As careful readers of Monday’s post might have guessed, I’ve been delving into a lot of Grant Morrison’s work again.
It started with New X-Men, the smaller sized editions that Marvel has been releasing lately. Even though I have all these comics, three moves later those are all in storage, and my desire to reread and have them in a loanable format won out over my usual desire to avoid unnecessary double-dipping. This is still amongst my favorites of Morrison’s super-hero work, though the collected format really drives home how inconsistent art can hurt a long-form story, and Marvel’s insistence on pricing each volume the same, regardless of how many actual issues are collected, is almost admirable in its mercenariness.
I moved on to buying the trades for The Invisibles, as I had noticed that several volumes had gone out of print, and given how dated much of the material is I thought the odds of new printings were low. More fool me, apparently. This is still one of Morrison’s better long-form stories and still holds up remarkably well, even though the scenes that take place in “the future” are now mostly in the past and look faintly ridiculous. It happens.
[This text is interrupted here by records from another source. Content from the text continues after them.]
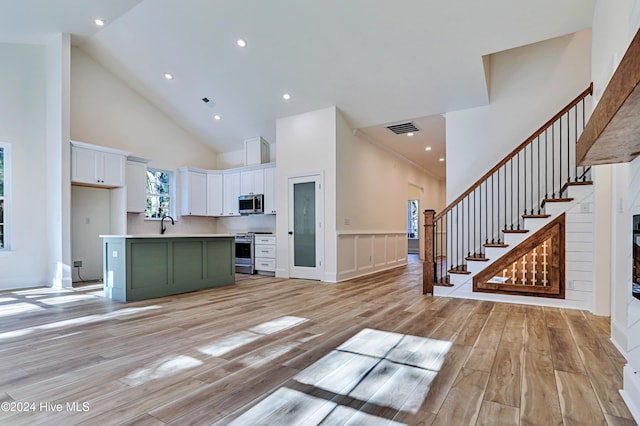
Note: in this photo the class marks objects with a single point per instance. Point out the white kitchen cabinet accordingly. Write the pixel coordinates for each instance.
(252, 182)
(215, 194)
(97, 166)
(265, 253)
(231, 184)
(136, 184)
(256, 151)
(270, 190)
(193, 192)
The other sore point is that the final storyline (excepting the Frank Quitely illustrated coda), the one which features a different artist on almost every page, feels so rushed and compressed that very little of the story actually gets resolved. I can easily imagine that an additional issue or two would have given Morrison more room to bring the story to a close the way he intended.
Also noteworthy is the expanded edition of WE3. The new pages fit in seamlessly, and I had to check against the older edition to make sure that certain segments were actually new. Still, bar none, Morrison’s finest work.
The collected edition of Joe the Barbarian was also recently released, and I’m very glad, as it gave me a chance to give it another look. The series was largely overshadowed by Morrison’s Batman run, and an erratic shipping schedule hurt its momentum, but it’s an excellent book that deserves more attention. It’s a straight-forward heroic fantasy series, almost but not quite appropriate for all ages and extremely accessible. Sean Murphy creates a detailed, expressive world, and script-wise, this is very much in the “funny/emotive” vein of Morrison work. I’m tempted to suggest that releasing this through Vertigo may have done the book a disservice, as the line suggests “mature reader” works and the audience for this is much broader. This feels like an ideal book for a teen getting interested in comics, and just the Vertigo label alone is going to cause many comic stores to stick this into a restricted section.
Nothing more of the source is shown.